In recent times, the adoption of chatbots and voice assistants has been rapid, however, they come with several limitations, such as the inability to deliver personalised responses, respond to complex requests and understand human emotions. “The Indian government can use large language model chatbots to make existing communication channels – chatbots and voice assistants – more efficient and personalised to citizens’ needs and queries,” Garima Saxena, research associate at The Dialogue, a non-profit policy think tank, told AIM.
Kaul also believes the technology powering ChatGPT can be the foundation for any chatbot which the government already uses, provided ChatGPT is trained with more data points/corpus related to specific context. As chatbots and conversational AI become more powerful, governments will need to enhance their existing chatbots or potentially replace them with more capable large language model-powered chatbots like ChatGPT.
Sahay, on the other hand, believes specific chatbots like ‘MyGov Helpdesk’ have an advantage in accessing very specific information that ChatGPT cannot access.
With the continuous advancement of technology, there is potential for the creation of a single chatbot that can serve as the primary point of contact, rather than having multiple disparate chatbots. For instance, the LLM-powered chatbot can inform citizens of any pending services they have, such as renewing their driver’s licence, and give them the required information and steps or provide a step-by-step guide in the language of their choice about seeking redressal.
Real-time RTI responses
Another potential use case of LLM is to provide real-time RTI (Right to Information) responses.
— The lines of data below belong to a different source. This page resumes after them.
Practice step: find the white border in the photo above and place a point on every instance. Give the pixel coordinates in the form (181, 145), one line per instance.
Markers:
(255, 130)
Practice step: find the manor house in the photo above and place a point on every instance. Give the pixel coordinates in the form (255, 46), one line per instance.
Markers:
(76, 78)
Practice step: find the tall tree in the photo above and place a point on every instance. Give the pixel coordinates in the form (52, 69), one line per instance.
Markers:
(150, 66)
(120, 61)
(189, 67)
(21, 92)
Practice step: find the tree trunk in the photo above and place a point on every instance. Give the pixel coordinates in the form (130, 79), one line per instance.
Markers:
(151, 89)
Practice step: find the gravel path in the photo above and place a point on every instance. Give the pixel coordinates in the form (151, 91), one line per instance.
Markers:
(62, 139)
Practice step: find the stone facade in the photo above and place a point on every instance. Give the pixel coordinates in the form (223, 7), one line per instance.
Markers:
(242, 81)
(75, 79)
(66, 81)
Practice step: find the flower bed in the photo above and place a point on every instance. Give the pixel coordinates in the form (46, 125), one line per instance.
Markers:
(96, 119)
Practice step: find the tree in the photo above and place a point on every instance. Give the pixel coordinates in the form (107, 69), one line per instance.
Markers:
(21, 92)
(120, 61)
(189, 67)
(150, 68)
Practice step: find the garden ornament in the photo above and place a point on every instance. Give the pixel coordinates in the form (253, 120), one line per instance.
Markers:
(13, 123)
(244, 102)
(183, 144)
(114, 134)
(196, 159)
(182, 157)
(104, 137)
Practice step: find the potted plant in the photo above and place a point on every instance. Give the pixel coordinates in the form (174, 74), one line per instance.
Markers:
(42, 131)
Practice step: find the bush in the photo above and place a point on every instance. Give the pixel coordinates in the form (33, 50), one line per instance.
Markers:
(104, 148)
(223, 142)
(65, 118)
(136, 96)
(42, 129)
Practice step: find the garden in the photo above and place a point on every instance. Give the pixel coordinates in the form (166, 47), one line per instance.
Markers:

The process of submitting a query through the RTI input form in India requires the applicant to provide personal information and specify the relevant department. This manual process can be streamlined and automated using large language models.
“However, the bigger challenge is the curation of information from different departments, getting approvals from concerned authorities, and public information officers (PIOs) in many departments of government etc, before furnishing the non-classified information to the supplicant,” Kaul pointed out.
Besides, human supervision may still be necessary due to the nature of Section 8 of the RTI Act, which gives the government the power to withhold certain information from being made public. The model can be trained to determine if Section 8 exemptions apply and provide real-time information when they don’t. “However, continually updating data and ensuring the LLM is up to date will require systemic changes in the manner with which RTIs are currently filed, answered and stored,” Bhavya Birla, research associate at The Dialogue, told AIM.
It is important to recognise that chatbots may not always comprehend the context of a query and could produce incomplete or erroneous responses. Moreover, there may be apprehensions regarding the precision and uniformity of answers generated, especially in response to intricate or specialised inquiries.
Nonetheless, “The potential for LLM-powered chatbots to generate RTI responses in real-time exists, provided RTI data is available for us to train them on,” Sahay concluded.